Sami al-Arian, director of the Centre for Islam and Global Affairs at Istanbul Zaim University, said Hamas could be willing to walk back one of its key demands – the immediate withdrawal of all Israeli forces from Gaza.

“There has been a lot of pressure from the mediators – particularly the Qataris and Egyptians – to be flexible on these terms,” he told Al Jazeera.

“They have assured the resistance, Hamas and other groups, that eventually Israel will withdraw,” he said.

But Ori Goldberg, a Tel Aviv-based political analyst, told Al Jazeera he does not see any grounds for optimism that a ceasefire will be agreed on at the talks, amid a lack of significant international pressure being applied on either side.
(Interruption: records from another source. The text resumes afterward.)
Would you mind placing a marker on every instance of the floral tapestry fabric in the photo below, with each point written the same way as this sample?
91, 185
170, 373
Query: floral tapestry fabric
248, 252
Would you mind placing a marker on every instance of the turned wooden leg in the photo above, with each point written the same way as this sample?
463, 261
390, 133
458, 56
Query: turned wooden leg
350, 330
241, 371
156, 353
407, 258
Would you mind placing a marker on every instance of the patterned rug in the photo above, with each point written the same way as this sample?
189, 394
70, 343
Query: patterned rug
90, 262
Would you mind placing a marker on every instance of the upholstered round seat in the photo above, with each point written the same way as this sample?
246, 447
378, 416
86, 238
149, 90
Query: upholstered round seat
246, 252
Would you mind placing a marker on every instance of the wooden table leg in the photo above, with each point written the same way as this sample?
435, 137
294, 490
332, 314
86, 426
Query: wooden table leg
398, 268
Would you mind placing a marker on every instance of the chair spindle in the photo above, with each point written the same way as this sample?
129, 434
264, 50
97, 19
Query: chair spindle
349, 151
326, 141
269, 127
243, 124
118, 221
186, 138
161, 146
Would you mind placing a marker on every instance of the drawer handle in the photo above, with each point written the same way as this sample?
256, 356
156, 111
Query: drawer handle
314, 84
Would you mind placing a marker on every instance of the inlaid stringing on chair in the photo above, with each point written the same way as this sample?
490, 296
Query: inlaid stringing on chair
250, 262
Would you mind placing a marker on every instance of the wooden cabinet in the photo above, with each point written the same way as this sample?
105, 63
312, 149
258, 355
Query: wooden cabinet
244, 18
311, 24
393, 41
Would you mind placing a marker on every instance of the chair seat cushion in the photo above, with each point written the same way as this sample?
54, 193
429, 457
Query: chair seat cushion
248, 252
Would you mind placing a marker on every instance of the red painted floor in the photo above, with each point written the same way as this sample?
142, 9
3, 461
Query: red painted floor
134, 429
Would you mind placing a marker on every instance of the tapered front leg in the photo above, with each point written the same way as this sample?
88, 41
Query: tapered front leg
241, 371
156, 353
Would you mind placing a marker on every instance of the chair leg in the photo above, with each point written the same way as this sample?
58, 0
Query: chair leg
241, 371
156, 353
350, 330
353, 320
“To the best of my knowledge, Hamas is interested in a deal but not excessively, because its recruitment rates are rising the longer Israel continues its genocide in Gaza,” he said.

“Certainly, the Israeli public is interested in a deal. [But] the Israeli government? Not so much – the war serves its interests,” he said.

Key mediators Qatar, Egypt and the United States have been attempting to secure a lasting deal in indirect talks for months.

The toll from the first three days of 2025 takes the number of deaths in Gaza to 45,658 since Israel began its war on the enclave on October 7, 2023.

The war has caused widespread destruction and displaced some 90 percent of Gaza’s population of 2.3 million, many of them multiple times.

Hamas-led forces killed some 1,139 people in Israel in attacks on October 7, 2023 and took about 250 captives.

About 100 captives are still in Gaza, although at least a third of them are believed to be dead.